In this step you will download and install:
- a basic workspace for working with ETL processes
- a working ETL module that can move data from the source database into the Patients table on your system.
- Download the folder archive:
- Download the server module:
Set Up ETL Workspace
In this step you will import a pre-configured workspace in which to develop ETL processes. (Note that there is nothing mandatory about the way this workspace has been put together -- your own ETL workspace may be different, depending on the needs of your project. This particular workspace has been configured especially for this tutorial as a shortcut
to avoid many set up steps, steps such as connecting to source datasets, adding an empty dataset to use as the target of ETL scripts, and adding ETL-related web parts.)
- Go a project where you have administrative privileges and log in.
- Create a subfolder of type "Study" to use as a workspace:
- Go to (Admin) > Folder > Management.
- Click Create Subfolder.
- On the Create Folder (Step 1) page, enter the Name "ETL Workspace".
- Under Folder Type, select Study.
- Click Next.
- On the Users/Permissions (Step 2) page, click Finish.
- Import ETLWorkspace.folder.zip into the folder:
- In the Study Overview panel, click Import Study.
- On the Folder Management page, confirm Local zip archive is selected and click Choose File.
- Select the folder archive that you downloaded: ETLWorkspace.folder.zip.
- Click Import Study.
- When the import is complete, click ETL Workspace to see the workspace.
You now have a workspace where you can develop ETL scripts. It includes:
- A LabKey Study with various datasets to use as data sources
- An empty dataset named Patients to use as a target destination
- The ETLs tab provides an area to manage and run your ETL processes. Notice that this tab contains three web parts:
- Data Transforms shows the available ETL processes. Currently it is empty because there are none defined.
- The Patients dataset (the target dataset for the process) is displayed, also empty because no ETL process has been run yet. When you run an ETL process in the next step the the empty Patients dataset will begin to fill with data.
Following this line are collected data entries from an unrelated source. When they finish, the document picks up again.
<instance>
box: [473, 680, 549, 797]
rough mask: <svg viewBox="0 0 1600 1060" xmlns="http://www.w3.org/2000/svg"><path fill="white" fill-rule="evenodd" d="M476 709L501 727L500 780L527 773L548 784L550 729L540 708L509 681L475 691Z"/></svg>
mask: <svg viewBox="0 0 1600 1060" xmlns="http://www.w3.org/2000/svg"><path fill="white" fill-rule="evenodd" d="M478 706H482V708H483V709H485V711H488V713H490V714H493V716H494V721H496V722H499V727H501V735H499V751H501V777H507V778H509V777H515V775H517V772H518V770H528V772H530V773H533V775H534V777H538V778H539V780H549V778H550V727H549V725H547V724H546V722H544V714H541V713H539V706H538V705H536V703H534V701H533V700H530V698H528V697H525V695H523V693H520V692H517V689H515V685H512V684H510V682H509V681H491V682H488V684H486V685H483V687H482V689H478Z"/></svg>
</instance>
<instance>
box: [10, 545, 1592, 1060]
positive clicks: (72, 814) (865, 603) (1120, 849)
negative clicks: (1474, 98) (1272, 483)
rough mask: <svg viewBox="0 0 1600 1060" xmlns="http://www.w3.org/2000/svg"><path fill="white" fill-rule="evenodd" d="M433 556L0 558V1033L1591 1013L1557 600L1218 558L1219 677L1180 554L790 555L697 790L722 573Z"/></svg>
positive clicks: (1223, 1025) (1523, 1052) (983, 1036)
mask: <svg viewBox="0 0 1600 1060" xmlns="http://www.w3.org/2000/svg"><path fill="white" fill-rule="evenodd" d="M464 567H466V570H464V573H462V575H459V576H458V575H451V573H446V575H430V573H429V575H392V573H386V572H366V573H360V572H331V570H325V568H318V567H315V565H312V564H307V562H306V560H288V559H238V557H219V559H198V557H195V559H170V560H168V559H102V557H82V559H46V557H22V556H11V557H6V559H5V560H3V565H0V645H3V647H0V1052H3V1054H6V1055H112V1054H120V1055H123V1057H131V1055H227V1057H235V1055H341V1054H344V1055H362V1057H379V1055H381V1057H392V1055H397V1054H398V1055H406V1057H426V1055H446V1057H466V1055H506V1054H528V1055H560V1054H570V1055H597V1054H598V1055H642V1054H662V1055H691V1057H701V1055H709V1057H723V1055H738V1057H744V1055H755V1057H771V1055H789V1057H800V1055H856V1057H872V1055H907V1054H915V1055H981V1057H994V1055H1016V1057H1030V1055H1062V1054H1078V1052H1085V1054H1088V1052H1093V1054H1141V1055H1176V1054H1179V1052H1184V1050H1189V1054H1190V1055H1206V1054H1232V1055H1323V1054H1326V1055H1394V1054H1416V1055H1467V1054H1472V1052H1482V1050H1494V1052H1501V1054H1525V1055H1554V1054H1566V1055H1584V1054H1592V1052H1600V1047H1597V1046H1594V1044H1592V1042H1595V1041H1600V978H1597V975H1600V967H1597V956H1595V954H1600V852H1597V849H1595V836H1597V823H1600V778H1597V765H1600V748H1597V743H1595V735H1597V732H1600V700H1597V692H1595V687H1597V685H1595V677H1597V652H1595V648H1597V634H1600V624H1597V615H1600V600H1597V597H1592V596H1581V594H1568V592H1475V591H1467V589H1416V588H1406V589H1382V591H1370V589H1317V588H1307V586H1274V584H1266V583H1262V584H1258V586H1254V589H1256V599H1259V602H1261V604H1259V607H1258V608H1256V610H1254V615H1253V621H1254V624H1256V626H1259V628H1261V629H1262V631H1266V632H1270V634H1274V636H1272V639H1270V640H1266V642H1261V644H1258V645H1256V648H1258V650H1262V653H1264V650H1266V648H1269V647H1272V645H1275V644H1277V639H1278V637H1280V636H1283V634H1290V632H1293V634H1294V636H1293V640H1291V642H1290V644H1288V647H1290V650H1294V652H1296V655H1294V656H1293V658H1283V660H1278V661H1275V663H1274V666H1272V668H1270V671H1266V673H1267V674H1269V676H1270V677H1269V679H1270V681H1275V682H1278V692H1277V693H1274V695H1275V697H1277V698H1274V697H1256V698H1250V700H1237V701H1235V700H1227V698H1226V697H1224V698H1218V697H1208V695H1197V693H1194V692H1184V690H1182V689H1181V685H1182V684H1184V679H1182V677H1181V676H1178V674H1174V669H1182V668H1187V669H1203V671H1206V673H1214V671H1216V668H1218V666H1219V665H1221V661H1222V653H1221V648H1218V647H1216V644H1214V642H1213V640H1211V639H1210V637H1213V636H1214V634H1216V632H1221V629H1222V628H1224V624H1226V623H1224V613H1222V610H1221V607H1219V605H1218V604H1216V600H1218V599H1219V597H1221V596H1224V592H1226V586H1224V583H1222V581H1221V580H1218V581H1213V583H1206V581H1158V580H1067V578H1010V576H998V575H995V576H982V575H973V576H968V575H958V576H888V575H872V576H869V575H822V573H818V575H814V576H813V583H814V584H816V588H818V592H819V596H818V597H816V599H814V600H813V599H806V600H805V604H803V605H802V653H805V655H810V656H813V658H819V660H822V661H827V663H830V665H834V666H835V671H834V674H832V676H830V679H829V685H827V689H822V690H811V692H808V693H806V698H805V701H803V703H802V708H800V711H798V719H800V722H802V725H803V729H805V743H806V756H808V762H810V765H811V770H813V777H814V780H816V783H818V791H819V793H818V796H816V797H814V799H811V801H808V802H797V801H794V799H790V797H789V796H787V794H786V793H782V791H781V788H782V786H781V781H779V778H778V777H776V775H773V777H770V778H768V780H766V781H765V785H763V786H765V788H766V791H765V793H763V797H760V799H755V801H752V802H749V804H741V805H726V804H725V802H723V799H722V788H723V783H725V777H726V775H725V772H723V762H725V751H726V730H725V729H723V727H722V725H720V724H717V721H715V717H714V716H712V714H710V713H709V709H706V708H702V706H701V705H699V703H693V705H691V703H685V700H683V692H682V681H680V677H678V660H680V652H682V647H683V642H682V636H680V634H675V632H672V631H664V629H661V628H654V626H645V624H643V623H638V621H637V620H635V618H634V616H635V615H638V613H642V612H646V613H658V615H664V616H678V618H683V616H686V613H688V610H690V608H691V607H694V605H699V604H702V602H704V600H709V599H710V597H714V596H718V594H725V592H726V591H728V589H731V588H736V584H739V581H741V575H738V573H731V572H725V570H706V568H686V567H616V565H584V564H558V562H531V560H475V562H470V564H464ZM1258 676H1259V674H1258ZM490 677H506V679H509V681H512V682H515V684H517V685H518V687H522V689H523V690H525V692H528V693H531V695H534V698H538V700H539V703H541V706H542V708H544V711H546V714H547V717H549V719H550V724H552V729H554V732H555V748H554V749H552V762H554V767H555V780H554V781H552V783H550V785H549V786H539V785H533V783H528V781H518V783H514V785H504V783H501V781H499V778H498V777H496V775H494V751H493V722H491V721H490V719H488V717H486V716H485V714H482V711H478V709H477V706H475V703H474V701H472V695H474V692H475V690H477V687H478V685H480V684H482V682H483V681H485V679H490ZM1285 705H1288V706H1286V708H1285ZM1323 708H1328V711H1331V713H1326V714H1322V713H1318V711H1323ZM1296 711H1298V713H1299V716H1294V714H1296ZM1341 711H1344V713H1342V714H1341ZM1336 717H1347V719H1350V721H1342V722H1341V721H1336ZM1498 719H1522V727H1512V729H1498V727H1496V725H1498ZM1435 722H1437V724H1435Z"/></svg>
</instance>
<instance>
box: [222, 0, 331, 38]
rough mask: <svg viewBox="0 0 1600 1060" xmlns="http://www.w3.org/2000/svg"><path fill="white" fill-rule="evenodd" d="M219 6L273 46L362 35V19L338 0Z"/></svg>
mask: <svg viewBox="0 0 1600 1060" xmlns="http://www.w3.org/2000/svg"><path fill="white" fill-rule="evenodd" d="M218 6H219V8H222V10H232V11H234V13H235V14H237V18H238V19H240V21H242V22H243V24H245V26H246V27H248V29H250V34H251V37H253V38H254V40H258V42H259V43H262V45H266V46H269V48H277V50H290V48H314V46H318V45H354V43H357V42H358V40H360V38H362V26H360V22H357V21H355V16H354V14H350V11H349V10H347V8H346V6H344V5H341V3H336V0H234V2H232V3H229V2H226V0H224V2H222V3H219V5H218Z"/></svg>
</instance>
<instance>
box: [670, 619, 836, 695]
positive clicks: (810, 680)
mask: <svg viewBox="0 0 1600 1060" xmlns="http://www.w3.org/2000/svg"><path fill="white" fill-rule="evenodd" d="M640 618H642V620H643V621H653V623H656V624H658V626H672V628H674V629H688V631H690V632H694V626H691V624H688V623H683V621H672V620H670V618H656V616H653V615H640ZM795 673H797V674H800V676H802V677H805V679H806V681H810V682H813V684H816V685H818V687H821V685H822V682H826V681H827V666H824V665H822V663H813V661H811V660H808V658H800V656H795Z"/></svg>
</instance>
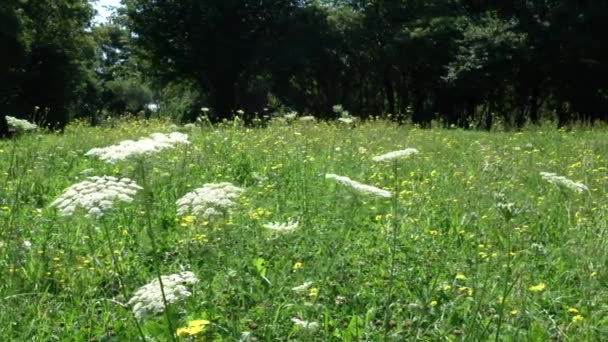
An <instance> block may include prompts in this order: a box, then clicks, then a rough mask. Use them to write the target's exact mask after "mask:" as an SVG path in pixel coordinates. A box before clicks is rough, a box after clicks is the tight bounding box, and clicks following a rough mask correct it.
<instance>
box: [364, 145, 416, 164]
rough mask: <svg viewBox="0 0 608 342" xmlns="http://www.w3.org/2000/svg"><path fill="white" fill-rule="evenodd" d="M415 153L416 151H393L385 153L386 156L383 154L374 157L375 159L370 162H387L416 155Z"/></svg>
mask: <svg viewBox="0 0 608 342" xmlns="http://www.w3.org/2000/svg"><path fill="white" fill-rule="evenodd" d="M416 153H418V150H417V149H415V148H406V149H405V150H400V151H393V152H389V153H386V154H383V155H380V156H376V157H374V158H372V160H373V161H375V162H389V161H391V160H395V159H400V158H405V157H409V156H411V155H412V154H416Z"/></svg>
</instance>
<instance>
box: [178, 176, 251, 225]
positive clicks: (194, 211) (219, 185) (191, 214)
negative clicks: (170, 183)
mask: <svg viewBox="0 0 608 342" xmlns="http://www.w3.org/2000/svg"><path fill="white" fill-rule="evenodd" d="M243 191H244V190H243V189H241V188H239V187H237V186H234V185H233V184H232V183H228V182H223V183H215V184H204V185H203V186H202V187H201V188H198V189H195V190H194V191H192V192H189V193H187V194H186V195H184V196H183V197H182V198H180V199H179V200H177V202H176V203H177V214H178V215H194V216H201V217H203V218H204V219H206V220H212V219H214V218H217V217H220V216H222V215H224V214H225V213H226V211H228V209H230V208H232V207H234V206H235V205H236V203H235V202H234V200H236V199H237V198H238V197H239V195H240V194H241V193H242V192H243Z"/></svg>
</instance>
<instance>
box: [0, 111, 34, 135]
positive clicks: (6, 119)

- The Demographics dataset (the source dataset for this tutorial) is displayed with more than 200 records.
Add the ETL Module
ETL processes are added to LabKey Server as part of a "module". Modules are packets of functionality that are easy to distribute to other LabKey Servers. Modules can contain a wide range of functionality, not just ETL-related functionality. For example, they can include HTML pages, SQL queries, R script reports, and more. Module resources are for the most part "file-based", that is, they contain files such as .HTML, .SQL, and .R files which are deployed to the server and surfaced in various places in the user interface where users can interact with them. For deployment to the server, the module files are zipped up into a .zip archive, which is renamed as a ".module" file. In this case, the module you will deploy contains two resources:
- An ETL configuration file (called "FemaleARV.xml") which defines how the ETL process works
- A SQL query which defines the source data for the ETL process
To deploy the module:
- If you are a developer working with the LabKey Server source code directly, then:
- Copy the file etlModule.module to the directory /build/deploy/modules and restart the server.
- If you are working with an installer-based version of LabKey Server, then:
- Copy the file etlModule.module to the directory LABKEY_HOME/externalModules and restart the server. (On Windows you can restart the server using the Services panel.)
- Enable the module in your workspace folder:
- Log back into your restarted server with administrative privileges.
- In the "ETL Workspace" folder, go to (Admin) > Folder > Management.
- Click the Folder Type tab.
- In the Modules list (on the right) place a checkmark next to ETLModule.
- Click Update Folder.
- The ETL script is now ready to run. Notice it has been added to the list under Data Transforms.